Ribera Social Forum – Lumia porta il lavoro a Cutrò e attacca politici agrigentini: “Pavidi o collusi”

Lumia Cutrò Ribera

“Ritornerà presto a lavorare l’imprenditore antiracket Ignazio Cutrò dopo un lungo periodo di isolamento”. A portare al Social Forum di Ribera la notizia che ieri ha fatto esplodere di gioia l’imprenditore di Bivona – che si è ribellato alle intimidazioni mafiose ai danni della sua impresa precipitata sull’orlo del fallimento e che si è visto isolato nel mondo del lavoro – è stato il senatore Beppe Lumia, membro della Commissione parlamentare antimafia, che ha già messo in contatto Cutrò con un grosso imprenditore del Nisseno impegnato in importanti lavori in Sicilia e non solo, anche lui tra quelli che hanno denunciato il racket del “pizzo” in una zona caldissima della provincia di Caltanissetta.

Cutrò presto rimetterà in moto i suoi mezzi per il movimento terra: cinque gli erano stati bruciati, ma alcuni li ha già ricomprati grazie al contributo nel Fondo antiracket e antiusura. Sarà probabilmente impegnato in un cantiere tra Agrigento e Caltanissetta.

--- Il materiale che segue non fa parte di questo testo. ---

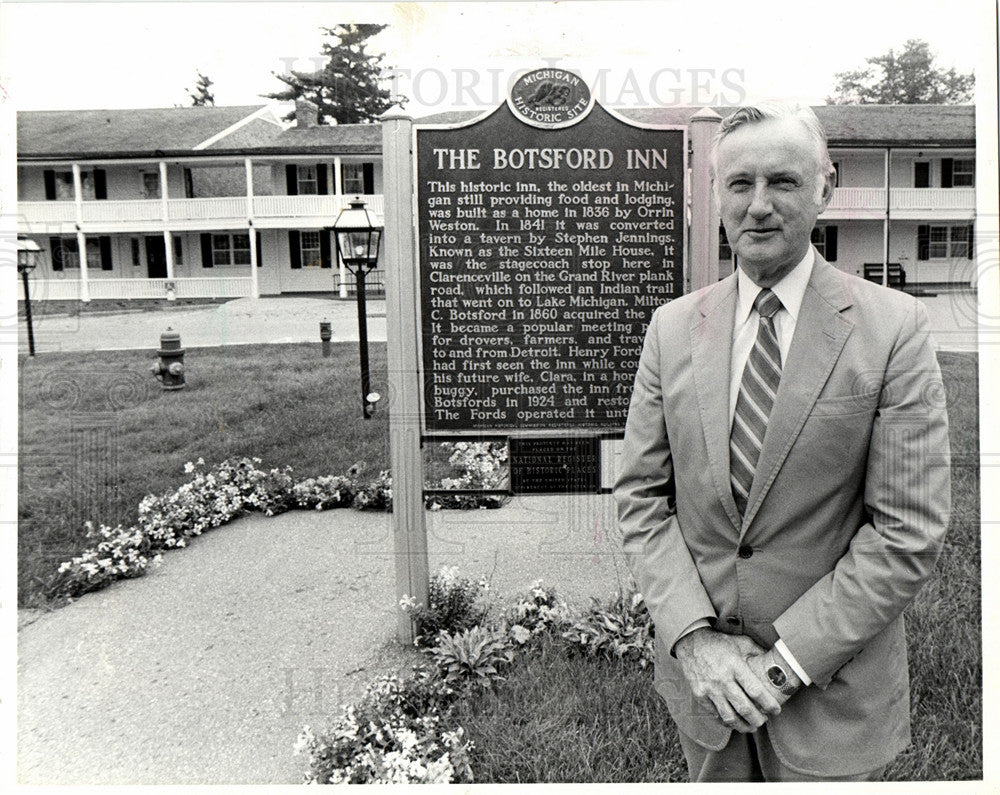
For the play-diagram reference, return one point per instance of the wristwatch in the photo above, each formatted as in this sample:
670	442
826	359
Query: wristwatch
778	677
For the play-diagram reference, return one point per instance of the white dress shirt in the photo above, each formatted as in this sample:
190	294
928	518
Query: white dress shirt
790	291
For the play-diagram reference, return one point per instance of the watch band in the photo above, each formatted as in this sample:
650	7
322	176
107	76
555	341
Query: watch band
778	678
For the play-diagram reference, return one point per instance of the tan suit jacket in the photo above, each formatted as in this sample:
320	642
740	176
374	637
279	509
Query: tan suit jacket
845	519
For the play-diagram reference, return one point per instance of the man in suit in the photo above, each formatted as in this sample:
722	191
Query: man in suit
783	489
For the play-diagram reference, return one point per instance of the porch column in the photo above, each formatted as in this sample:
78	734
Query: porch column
888	218
703	265
168	239
81	238
254	286
338	190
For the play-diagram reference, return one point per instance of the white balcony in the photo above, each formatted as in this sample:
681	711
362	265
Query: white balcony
224	212
856	203
934	203
184	287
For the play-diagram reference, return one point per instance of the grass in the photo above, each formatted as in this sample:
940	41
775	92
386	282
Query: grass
97	433
563	718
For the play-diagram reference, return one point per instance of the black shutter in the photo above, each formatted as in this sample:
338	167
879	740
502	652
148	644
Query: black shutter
55	251
325	260
947	172
104	241
100	183
831	244
206	250
923	242
50	184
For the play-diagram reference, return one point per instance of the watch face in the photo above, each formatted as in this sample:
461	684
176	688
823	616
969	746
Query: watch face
777	676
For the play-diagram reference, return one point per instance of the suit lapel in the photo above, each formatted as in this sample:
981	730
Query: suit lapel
820	334
711	350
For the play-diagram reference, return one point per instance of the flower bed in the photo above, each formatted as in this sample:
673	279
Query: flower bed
218	495
404	729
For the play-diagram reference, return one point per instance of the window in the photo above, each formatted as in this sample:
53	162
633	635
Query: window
312	256
963	173
352	177
308	181
944	242
725	250
230	249
150	185
64	185
824	238
70	253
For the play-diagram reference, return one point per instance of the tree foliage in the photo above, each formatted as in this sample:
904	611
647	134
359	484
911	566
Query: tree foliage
201	95
909	77
348	87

Ma a giugno potrebbe arrivare la svolta per Cutrò dopo tante sofferenze e appelli: lavoro per tre anni per tutti i suoi mezzi, due escavatori, una pala meccanica e due camion. “Mi sono impegnato a cercare aiuto per Cutrò fuori dalla provincia di Agrigento, dove abbiamo trovato la soluzione per dargli la possibilità di rimettere in moto la sua impresa entrata in crisi dopo aver denunciato le intimidazioni mafiose – ha detto Lumia -.

Recentemente, durante un incontro Sciacca, avevo lanciato un appello alla politica di questa provincia, mi aspettavo che i politici agrigentini, chi ha un ruolo istituzionale, chi ha i mezzi per poterlo fare, aiutassero Cutrò, ma nessuno lo ha fatto.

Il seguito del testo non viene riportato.